Record breaker
It’s hard to imagine anything other than Verizon’s US$49bn landmark offering in September winning the award for US Dollar Bond of the Year. Not only did the deal enable the US telecommunications company to finance its transformative US$130bn acquisition of Vodafone’s stake in Verizon Wireless, but it also redefined what is possible in terms of acquisition financing.
“It has reset the conversations around global finance by 180 degrees,” said Paul Spivack, head of investment-grade bond syndicate for Morgan Stanley, which was joint bookrunner alongside Bank of America Merrill Lynch, Barclays and JP Morgan. “All of a sudden, all kinds of activities can now be contemplated.”
The deal statistics alone are gob-smacking. The eight-tranche issue doubled the size of Verizon’s debt, was bigger than the three previous record-sized deals combined, attracted a book of more than US$100bn – with 3,000 line items from 1,206 investors and involving ticket sizes of as much as US$10bn each.
Angst about a potential taper from the US Federal Reserve has pushed funding costs higher through the summer, and had led Verizon to push Vodafone to settle on a price for the Verizon Wireless stake. News of the acquisition it had chased for the past decade came just in the nick of time, with the deal accelerated to price a week before the September Fed meeting, when the taper was expected.
With another bout of rate volatility looming, Verizon planned to take out as much as it possibly could of the US$49bn it needed to fund its US$61bn acquisition bridge. But it never dreamed it would do it all at once. “The initial expectation was that doing US$25bn to US$30bn would be pushing the envelope,” said Anne Daley, head of the debt syndicate at Barclays.
Size meant sacrificing spread, and a lot of it – Verizon had to offer a 50bp new-issue concession on top of the 50bp widening its curve had seen in secondary markets since the acquisition announcement. The bonds screamed in 100bp after pricing, and many investors were disgruntled by revelations that BlackRock and Pimco received US$5bn and US$8bn each.

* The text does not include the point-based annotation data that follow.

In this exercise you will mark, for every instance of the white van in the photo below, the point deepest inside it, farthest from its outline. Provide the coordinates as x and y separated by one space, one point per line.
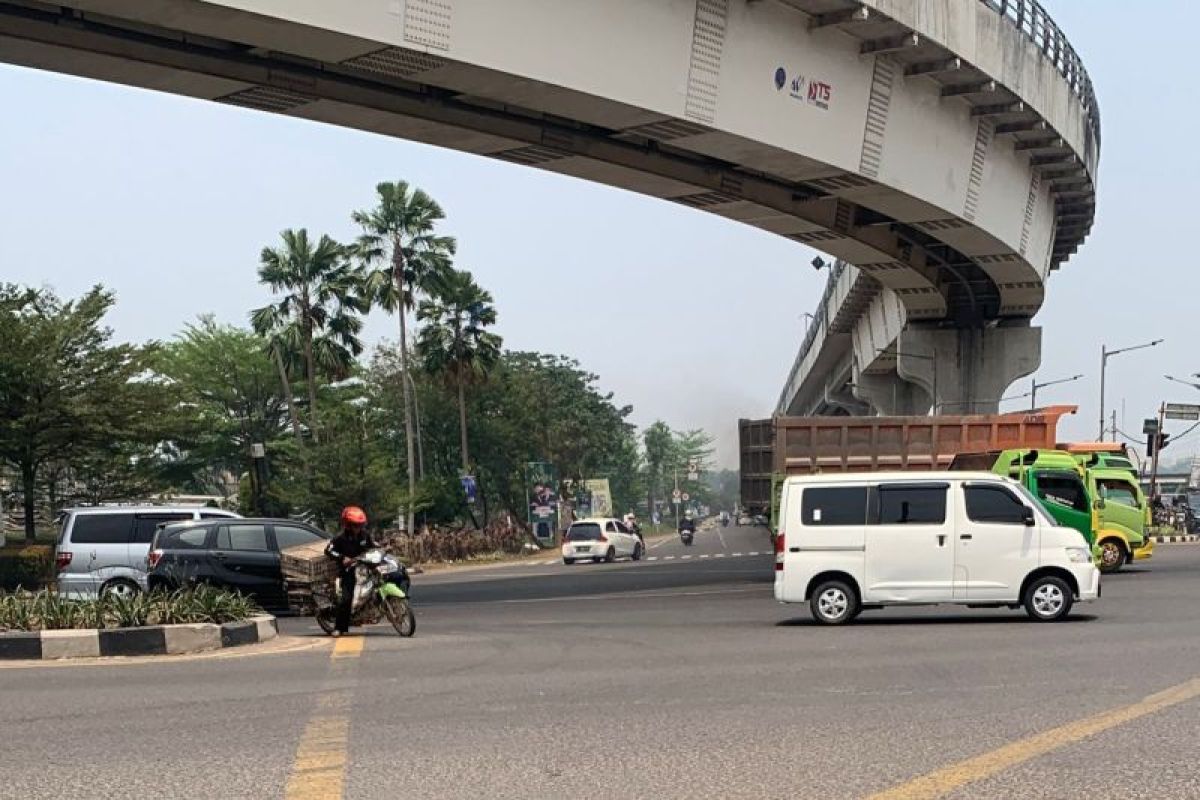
849 542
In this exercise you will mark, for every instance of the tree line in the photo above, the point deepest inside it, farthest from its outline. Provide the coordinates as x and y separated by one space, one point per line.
294 417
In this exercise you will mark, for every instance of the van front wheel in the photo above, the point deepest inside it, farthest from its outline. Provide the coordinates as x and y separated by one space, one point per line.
834 602
1113 555
1048 599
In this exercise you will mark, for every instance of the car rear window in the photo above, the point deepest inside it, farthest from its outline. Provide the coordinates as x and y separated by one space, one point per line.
184 539
102 528
147 523
585 533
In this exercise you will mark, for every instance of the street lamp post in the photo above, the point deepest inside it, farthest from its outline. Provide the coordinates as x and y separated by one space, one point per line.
1035 386
1105 354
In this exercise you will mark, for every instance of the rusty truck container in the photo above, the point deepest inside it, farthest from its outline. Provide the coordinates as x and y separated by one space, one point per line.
804 445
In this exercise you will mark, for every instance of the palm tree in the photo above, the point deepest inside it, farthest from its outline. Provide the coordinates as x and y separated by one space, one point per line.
405 258
321 300
454 342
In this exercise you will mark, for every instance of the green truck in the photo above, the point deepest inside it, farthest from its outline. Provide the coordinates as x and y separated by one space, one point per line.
1103 503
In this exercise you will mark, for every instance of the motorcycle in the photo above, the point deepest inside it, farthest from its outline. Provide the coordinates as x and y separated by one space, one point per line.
381 589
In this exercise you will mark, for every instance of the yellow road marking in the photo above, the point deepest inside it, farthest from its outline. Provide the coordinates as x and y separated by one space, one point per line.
348 647
948 779
318 770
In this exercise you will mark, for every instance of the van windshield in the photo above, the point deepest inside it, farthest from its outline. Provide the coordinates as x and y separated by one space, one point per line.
1033 503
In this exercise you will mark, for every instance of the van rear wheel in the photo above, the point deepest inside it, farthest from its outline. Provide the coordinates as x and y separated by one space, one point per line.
1048 599
834 602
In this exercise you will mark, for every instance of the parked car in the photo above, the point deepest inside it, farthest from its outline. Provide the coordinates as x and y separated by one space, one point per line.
239 554
103 549
600 540
849 542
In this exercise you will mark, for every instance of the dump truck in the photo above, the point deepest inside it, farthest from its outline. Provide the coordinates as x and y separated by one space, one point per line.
803 445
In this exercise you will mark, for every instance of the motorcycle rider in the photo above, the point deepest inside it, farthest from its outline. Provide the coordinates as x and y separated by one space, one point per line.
345 548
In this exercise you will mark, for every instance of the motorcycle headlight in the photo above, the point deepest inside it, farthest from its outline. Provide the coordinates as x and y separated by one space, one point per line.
1079 554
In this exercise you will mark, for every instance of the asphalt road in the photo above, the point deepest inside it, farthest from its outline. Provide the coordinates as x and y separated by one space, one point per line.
677 678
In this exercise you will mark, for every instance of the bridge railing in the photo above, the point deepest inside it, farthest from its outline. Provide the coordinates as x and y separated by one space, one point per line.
1037 25
815 328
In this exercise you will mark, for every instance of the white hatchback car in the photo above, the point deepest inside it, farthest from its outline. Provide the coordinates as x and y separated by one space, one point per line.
600 540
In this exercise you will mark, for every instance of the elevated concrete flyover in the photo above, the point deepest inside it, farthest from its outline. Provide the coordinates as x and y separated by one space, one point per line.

Yet forsaking price to get size was essential. Verizon knew months before the acquisition was clinched that to get the banks to lend the US$61bn bridge required a virtual guarantee that the deal could be taken out quickly – the fact that the deal was bigger than Wall Street’s entire daily secondary trading volume made it impossible for the banks to support after-market trading. Success, therefore, required the enlistment of the real power brokers in the bond markets – the likes of Pimco and BlackRock.
“Could it have been priced 10bp or 25bp tighter? Sure, but it would have looked more like a US$25bn to US$30bn deal,” said Jim Probert, head of DCM at BofA Merrill.